"[This is] more than a biography of one of the territory's leading citizens. It tells of the evolution of Alaska from territory to state, 1912—1959, and provides a vehicle for understanding the region's economic and social history during this little known but important period."
—Robert Spude, National Park Service
"[Hawley has] confirmed Dunkle's place in mining history."
—Robert Trennert, Arizona State University
Wesley Earl Dunkle arrived in Alaska in 1910 equipped with an optimistic belief in the transformative power of technology. A graduate of Yale's prestigious Sheffield Scientific School, Dunkle had managed copper mines for such captains of industry as J. P. Morgan and the Guggenheims. A pioneer in industries that thrust Alaska and the United States into the industrial age—mining and flying—Dunkle also developed the aviation company that would eventually become Alaska Airlines.

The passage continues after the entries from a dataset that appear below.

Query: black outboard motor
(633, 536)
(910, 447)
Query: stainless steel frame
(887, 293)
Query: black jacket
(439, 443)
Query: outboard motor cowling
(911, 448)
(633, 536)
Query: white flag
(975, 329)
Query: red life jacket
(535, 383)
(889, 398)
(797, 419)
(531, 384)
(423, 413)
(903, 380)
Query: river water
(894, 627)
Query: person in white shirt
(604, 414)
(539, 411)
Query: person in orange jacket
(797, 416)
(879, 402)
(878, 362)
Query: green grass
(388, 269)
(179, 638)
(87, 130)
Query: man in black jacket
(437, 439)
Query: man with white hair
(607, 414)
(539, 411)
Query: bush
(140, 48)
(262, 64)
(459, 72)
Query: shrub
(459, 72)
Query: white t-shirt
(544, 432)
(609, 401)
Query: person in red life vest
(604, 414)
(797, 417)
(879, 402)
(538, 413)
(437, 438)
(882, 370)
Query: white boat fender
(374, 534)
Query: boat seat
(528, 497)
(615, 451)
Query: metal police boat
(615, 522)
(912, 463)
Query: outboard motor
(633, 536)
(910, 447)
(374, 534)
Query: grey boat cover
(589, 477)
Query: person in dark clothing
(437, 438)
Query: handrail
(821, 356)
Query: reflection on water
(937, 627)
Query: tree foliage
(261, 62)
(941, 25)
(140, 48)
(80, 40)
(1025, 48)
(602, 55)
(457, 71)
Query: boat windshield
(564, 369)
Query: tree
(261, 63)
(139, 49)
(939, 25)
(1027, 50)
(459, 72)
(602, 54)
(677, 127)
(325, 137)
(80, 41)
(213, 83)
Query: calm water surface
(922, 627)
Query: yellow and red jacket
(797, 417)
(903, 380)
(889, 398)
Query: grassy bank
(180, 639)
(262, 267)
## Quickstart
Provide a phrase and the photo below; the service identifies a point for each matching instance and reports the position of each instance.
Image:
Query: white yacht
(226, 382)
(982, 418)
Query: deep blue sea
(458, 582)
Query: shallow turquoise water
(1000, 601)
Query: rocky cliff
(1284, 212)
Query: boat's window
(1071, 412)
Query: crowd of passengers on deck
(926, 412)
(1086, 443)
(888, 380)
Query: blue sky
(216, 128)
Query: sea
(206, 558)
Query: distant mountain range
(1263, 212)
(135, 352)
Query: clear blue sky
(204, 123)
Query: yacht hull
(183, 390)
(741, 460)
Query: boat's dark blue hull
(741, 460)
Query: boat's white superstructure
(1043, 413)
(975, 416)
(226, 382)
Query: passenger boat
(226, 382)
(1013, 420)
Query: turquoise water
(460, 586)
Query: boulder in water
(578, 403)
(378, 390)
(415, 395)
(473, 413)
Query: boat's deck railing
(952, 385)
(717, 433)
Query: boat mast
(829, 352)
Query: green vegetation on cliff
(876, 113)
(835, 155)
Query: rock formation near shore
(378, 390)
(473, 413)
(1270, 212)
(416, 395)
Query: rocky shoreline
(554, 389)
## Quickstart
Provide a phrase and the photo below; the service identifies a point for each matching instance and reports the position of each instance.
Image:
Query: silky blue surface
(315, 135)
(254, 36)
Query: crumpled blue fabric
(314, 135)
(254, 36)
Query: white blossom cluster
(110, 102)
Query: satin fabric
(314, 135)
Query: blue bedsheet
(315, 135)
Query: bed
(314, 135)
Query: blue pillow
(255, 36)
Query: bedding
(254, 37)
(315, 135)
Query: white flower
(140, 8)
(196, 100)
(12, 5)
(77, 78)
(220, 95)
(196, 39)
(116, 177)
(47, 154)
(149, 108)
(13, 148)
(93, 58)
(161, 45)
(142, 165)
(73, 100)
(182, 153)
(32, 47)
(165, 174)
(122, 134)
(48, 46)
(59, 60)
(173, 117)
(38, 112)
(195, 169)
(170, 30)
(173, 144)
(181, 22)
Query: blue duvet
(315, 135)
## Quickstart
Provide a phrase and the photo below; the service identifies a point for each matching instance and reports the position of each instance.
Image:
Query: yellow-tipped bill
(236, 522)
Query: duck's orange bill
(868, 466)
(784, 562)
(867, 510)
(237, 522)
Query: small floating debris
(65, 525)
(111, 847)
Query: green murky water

At the dawn of the twentieth century, Alaska was as important to the United States for its copper and coal as it is currently for oil and natural gas. Vast, disputed, and controversial, Alaska was also the land Dunkle came to call home. The pages of Hawley's biography of this flying miner paint a vivid picture of the political and legal battles over resource management that were so critical to Alaska's history before and following statehood, and provides insight into the environmental, social, and economic changes wrought by the industrial expansion and development spanned by Dunkle's life.
An obvious choice for anyone interested in the mining industry, Wesley Earl Dunkle is also an important book for readers of Western history and biography, and for Alaskans interested in the engine of Alaska's economic development.